Advancing Science Meant Large Profits
Tens of thousands of Violet Ray Machines were sold by the quacks during the second decade of the 20th century. The quacks professed that the Violet Ray machines would restore health and one’s sex drive.
What’s interesting here is that during previous decades quite a lot was learned about electricity. What was not known by the mainstream scientific community was what real effect electricity had on humans.
Selling the Violet Ray Machines was an effort to take advantage of the publicity regarding science discoveries and turning that publicity into something totally different to make large profits off of a gullible public.
The same can be said regarding the “electric belts” which were sold under a dozen or more brand names. The mysticism of electricity was turned into an imaginary cure-all that brought in huge profits for it’s manufacturer’s. There are many other early 20th century miracle medical devices not discussed here.
Links to three additional Trips Into History articles you’ll find interesting are American Frontier / The Doctors ….. Psychics of Lily Dale New York and the Glore Psychiatric Museum in St. Joseph Missouri.
The end to quackery, if it truly totally ended, was brought about by several things. Among these were a more organized and formal medical licensing system, better mainstream medical procedures and pharmaceuticals and along with a better educated general public.
As an example, today the public wants and expects dietary information labels on food purchased at the supermarket. Something totally unheard of during the 1920’s and 30’s. I suppose you could make a case that there are cure-all’s on the market today. Some also may perform much less than advertised.This is probably true. I think what stands out about the quacks of the early 20th century was the magnitude of their claims and the invasive nature of some of the treatments. Goat gland transplant operations to restore vitality would certainly qualify as one of the most outrageous.

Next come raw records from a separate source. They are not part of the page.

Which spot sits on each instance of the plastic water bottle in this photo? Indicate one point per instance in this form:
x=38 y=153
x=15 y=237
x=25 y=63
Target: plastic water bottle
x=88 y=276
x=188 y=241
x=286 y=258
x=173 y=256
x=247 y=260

Interesting Sites on the Subject of Quackery
This was an interesting, if not odd, era in American history and there’s much more to read about on this subject. Interesting to see what you stumble on when researching somewhat of a different topic. For those wishing to research the quackery subject in more detail there are two places I’m aware of. The Kansas State Historical Society has many manuscripts and records of all sorts regarding John Brinkley. In Minnesota the St. Paul Science Museum has excellent exhibits on quackery with some of the devices like the one shown in this article on display.
The foremost book about the quackery practiced by John Brinkley is Charlatan: America’s Most Dangerous Huckster, the Man Who Pursued Him, and the Age of Flimflam by author Pope Brock.
Another excellent book regarding the practice of quackery and the quacks is Quack!: Tales of Medical Fraud from the Museum of Questionable Medical Devices by author Bob McCoy.
A third book I’d recommend is The Health Robbers: A Close Look at Quackery in America by author Stephen Barrett.